You start by populating an assumption library with sources, CAGRs, pricing, channel mix, and penetration metrics. The skill generates a scenario matrix (base, upside, downside) and runs sensitivity checks using tornado charts or Monte Carlo snippets. It produces ready-to-use spreadsheet/notebook skeletons and slide-ready visuals (waterfall, area, heat maps).
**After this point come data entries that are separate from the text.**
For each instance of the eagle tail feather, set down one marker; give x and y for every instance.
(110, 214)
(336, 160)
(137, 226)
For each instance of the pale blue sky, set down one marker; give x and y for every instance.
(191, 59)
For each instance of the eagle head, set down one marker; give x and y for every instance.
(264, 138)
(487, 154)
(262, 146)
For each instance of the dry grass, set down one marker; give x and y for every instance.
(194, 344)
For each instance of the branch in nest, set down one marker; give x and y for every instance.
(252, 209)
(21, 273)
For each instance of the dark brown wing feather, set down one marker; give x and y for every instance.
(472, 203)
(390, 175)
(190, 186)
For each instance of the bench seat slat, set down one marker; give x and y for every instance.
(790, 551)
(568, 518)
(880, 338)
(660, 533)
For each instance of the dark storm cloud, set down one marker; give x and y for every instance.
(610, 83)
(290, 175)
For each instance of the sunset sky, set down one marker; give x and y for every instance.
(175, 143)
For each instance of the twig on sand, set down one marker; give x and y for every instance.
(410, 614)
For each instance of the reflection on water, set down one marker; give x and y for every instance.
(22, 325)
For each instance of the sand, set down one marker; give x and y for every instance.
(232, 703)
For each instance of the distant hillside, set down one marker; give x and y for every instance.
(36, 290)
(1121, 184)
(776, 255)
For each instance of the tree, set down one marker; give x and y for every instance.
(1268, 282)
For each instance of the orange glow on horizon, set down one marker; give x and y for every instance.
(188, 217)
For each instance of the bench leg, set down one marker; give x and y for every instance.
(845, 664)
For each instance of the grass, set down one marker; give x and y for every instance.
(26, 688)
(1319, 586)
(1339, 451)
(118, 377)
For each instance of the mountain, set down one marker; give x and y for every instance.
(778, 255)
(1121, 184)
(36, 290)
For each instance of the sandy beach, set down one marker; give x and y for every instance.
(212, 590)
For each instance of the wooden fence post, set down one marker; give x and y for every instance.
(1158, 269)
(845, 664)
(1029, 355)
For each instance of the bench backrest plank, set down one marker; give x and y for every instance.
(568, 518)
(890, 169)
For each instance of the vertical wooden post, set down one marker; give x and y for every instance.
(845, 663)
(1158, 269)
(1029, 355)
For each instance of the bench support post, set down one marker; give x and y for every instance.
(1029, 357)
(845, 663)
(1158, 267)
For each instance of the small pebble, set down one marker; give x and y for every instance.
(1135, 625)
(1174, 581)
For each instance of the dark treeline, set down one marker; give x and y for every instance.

Decision hooks surface trigger points, investment needs, and guardrails tied to each scenario.

When to use it

  • Translating market research into financial forecasts for planning cycles
  • Stress-testing revenue, pricing, or adoption assumptions before board reviews
  • Preparing investment asks and go-to-market resource scenarios
  • Creating audit-ready scenario deliverables for finance and product alignment
  • Converting competitive or customer research into actionable TAM/SAM/SOM outputs

Best practices

  • Keep an auditable assumption library with source links and timestamps for every input
  • Align currency, inflation, and exchange-rate rules with finance before modeling
  • Build base, upside, and downside cases with explicit driver changes rather than opaque tweaks
  • Use sensitivity outputs (tornado, Monte Carlo) to prioritize which levers require validation
  • Bundle a one-page narrative that ties numbers to recommended actions and risks

Example use cases

  • A product team converts survey and usage data into SAM/SOM projections to set launch targets
  • Revenue ops runs Monte Carlo on win-rate and pricing sensitivity to size quota risk
  • Marketing tests channel-mix shifts to quantify cost-per-acquisition impact on SOM
  • Finance requests scenario slides and a one-pager to evaluate an incremental investment ask
  • Strategy uses waterfall and heat maps to justify market-entry timing and required budget

FAQ

Can I link this to my existing spreadsheets or BI tools?

Yes. Templates are designed as spreadsheet/notebook skeletons that export clean inputs/outputs for import into BI tools or existing financial models.

Does it support probabilistic sensitivity like Monte Carlo?

Yes. The skill includes Monte Carlo snippets and deterministic tornado analyses to handle probabilistic and one-way sensitivity testing.